Glyn Williams, from Llanidan, Ynys Mon, who wrote Social Theory and Language criticised a letter that claimed learning “a second language is not essential” because “English is the lingua franca of the developed world”.
The letter by Graham Lloyd, from East Bridgford, Notts, also suggested that time would be “better spent doing something more constructive.”
Mr Williams responded with his own letter in The Times which said that “a knowledge of languages opens our comprehension of the world”, and added that “the ethnocentricity inherent in treating English as the sole native language in the British Isles does a disservice to our shared linguistic heritage.”
Glyn Williams said: “Sir, The defence of a prevailing monolingualism (letter, Dec 23) betrays a materialist understanding of language, treating the learning of languages other than English as a waste of time.
“It ignores the benefits of multilingualism, including the purported cognitive benefits, and how the social and the cultural relate to the subtleties of meaning. A knowledge of languages opens our comprehension of the world.”

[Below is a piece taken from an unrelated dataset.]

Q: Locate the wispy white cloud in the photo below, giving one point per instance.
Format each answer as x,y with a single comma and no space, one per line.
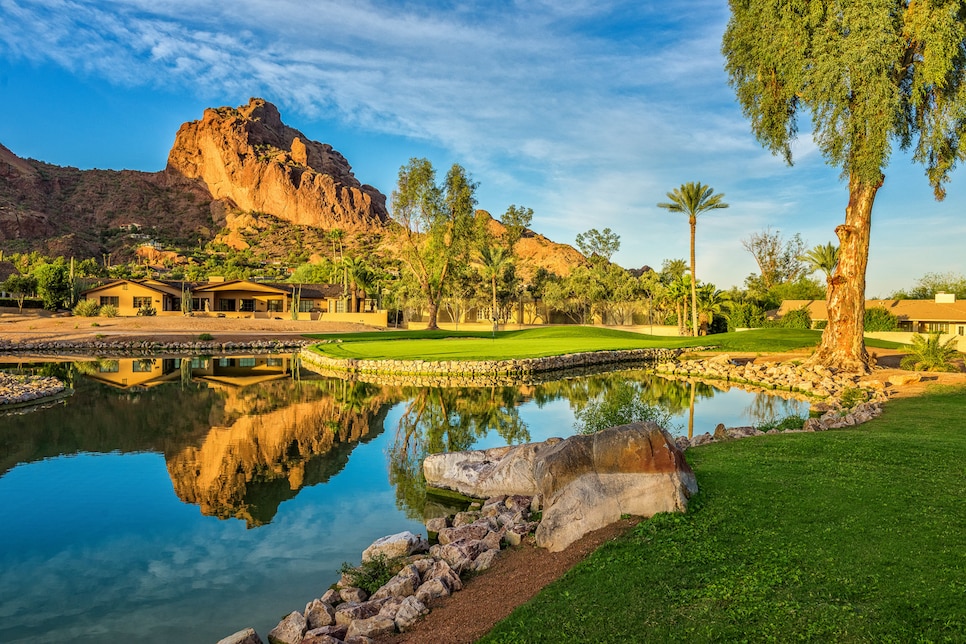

He added: “Furthermore, the ethnocentricity inherent in treating English as the sole native language in the British Isles does a disservice to our shared linguistic heritage.
“As for which language should be learnt: in Wales the answer should be obvious, if only out of respect for the people and their culture. English may be the prevailing global hegemonic language but such structures never endure.”
The letter by Graham Lloyd said: “Sir, It is all very well knocking the British for our inability to read and write in two languages (letter, Dec 17), but which second language should we learn? French or German perhaps? Spanish? Mandarin?
“For people growing up outside the UK it is simple: English is the lingua franca of the developed world. To succeed in business they must master it.
“But the lingua franca is our native language so a second language is not essential. Mastering a second language is hard and time-consuming.
“Unless one is going to use it every day, in this age of increasingly sophisticated translator apps the time is better spent doing something more constructive.”